Quarterly Wrap-up

Cloud third quarter 2014: analysis and outlook

Table of Contents

  1. Summary
  2. Taxing the cloud
  3. OpenStack continues to lag
  4. HP buys Eucalyptus, and we can guess why
  5. AWS launches Zocalo
  6. Key takeaways
  7. About David Linthicum

Analysis

In the third quarter, we saw the continued rise of Docker while any public cloud provider that is not Google, AWS, or Microsoft fought for their lives. AWS launched new services to compete with the likes of Dropbox, there were more signs of struggle from OpenStack, and we saw the long awaited buyout of Eucalyptus by HP. The government figured out ways to tax the cloud, the EPA made a huge cloud blunder, and the private cloud fell even further out of favor.

The cloud computing market seems to be showing signs of maturity…again. A recent Gigaom study showed that most enterprises are on their 3rd or 4th cloud computing projects. Moreover, the instances in production are moving from test beds to true production scale. Enterprises seem to finally grasp the value of cloud and are voting with their dollars.
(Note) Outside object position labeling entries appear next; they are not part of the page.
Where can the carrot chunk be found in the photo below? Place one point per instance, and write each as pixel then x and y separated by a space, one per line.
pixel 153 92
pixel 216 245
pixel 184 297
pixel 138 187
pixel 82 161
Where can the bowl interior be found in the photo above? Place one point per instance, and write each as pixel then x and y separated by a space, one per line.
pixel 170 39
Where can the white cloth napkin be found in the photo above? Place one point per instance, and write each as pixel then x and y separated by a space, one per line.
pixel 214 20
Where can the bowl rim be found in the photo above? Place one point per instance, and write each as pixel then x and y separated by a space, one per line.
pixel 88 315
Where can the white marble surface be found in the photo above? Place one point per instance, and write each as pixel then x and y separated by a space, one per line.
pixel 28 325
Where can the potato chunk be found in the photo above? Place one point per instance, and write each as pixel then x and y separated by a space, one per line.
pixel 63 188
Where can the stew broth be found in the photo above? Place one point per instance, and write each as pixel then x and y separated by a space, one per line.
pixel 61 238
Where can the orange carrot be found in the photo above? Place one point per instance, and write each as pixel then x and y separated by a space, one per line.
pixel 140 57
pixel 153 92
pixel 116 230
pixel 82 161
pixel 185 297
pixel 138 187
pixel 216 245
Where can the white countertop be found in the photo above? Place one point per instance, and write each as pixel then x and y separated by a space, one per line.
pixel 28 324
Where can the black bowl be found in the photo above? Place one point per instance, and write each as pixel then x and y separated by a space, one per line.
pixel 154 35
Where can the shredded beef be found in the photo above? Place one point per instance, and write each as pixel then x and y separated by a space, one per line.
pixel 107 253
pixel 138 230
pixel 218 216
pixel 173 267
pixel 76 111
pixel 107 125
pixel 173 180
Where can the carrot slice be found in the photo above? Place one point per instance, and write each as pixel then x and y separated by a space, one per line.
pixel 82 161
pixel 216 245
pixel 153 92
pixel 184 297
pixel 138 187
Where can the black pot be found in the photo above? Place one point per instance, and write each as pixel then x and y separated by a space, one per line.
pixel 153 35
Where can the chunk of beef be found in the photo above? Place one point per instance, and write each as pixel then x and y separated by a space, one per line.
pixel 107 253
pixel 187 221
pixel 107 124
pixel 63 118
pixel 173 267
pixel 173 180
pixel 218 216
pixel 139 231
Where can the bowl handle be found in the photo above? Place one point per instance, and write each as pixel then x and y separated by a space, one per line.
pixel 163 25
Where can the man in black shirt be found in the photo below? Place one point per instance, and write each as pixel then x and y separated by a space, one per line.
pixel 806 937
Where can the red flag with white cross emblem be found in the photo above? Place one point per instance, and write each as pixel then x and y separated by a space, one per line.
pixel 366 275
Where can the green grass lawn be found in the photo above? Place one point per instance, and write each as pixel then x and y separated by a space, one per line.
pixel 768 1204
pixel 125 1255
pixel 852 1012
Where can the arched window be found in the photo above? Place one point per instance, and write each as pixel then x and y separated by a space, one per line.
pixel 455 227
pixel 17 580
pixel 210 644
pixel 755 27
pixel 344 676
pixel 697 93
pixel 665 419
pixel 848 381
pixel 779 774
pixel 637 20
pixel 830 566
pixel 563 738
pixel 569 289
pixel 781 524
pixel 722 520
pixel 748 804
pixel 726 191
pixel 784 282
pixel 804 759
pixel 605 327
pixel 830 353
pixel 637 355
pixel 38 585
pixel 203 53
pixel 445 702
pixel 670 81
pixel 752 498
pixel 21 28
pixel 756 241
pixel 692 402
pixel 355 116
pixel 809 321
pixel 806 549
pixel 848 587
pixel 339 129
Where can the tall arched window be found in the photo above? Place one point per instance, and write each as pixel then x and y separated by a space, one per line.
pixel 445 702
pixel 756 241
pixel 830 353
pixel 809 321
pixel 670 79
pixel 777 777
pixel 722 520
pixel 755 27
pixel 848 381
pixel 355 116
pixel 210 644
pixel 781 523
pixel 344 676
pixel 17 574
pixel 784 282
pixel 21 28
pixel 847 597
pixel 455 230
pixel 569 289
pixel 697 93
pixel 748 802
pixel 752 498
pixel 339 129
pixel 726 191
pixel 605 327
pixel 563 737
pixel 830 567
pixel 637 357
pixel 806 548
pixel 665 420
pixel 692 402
At the same time, the fallout from the NSA data spying scandal still rages on. Countries such as Russia are putting the fear back into using the cloud by laying down the law about how data is to be stored and leveraged. However, data breaches seem to be largely confined to traditional systems, with public clouds holding up much better than expected.

The third quarter was more about evolution and sustained growth. The hype is clearly falling away, as enterprises look to get the value out of cloud computing and emerging data technology. Some highlights include:

  • Efforts in Vermont presage a wider effort by states to tax cloud computing
  • Open source efforts are struggling. OpenStack adoption is lagging while CloudStack took a bigger hit.
  • HP’s purchase of Eucalyptus is a clear sign that HP wants to remain in the cloud computing game, and AWS is in its sights.
  • AWS launched of Zocalo into the fast-growing managed document storage and sharing service space. While it’s not a bad offering, it does have some work ahead of it before it can catch up to the likes of Dropbox and Box.net.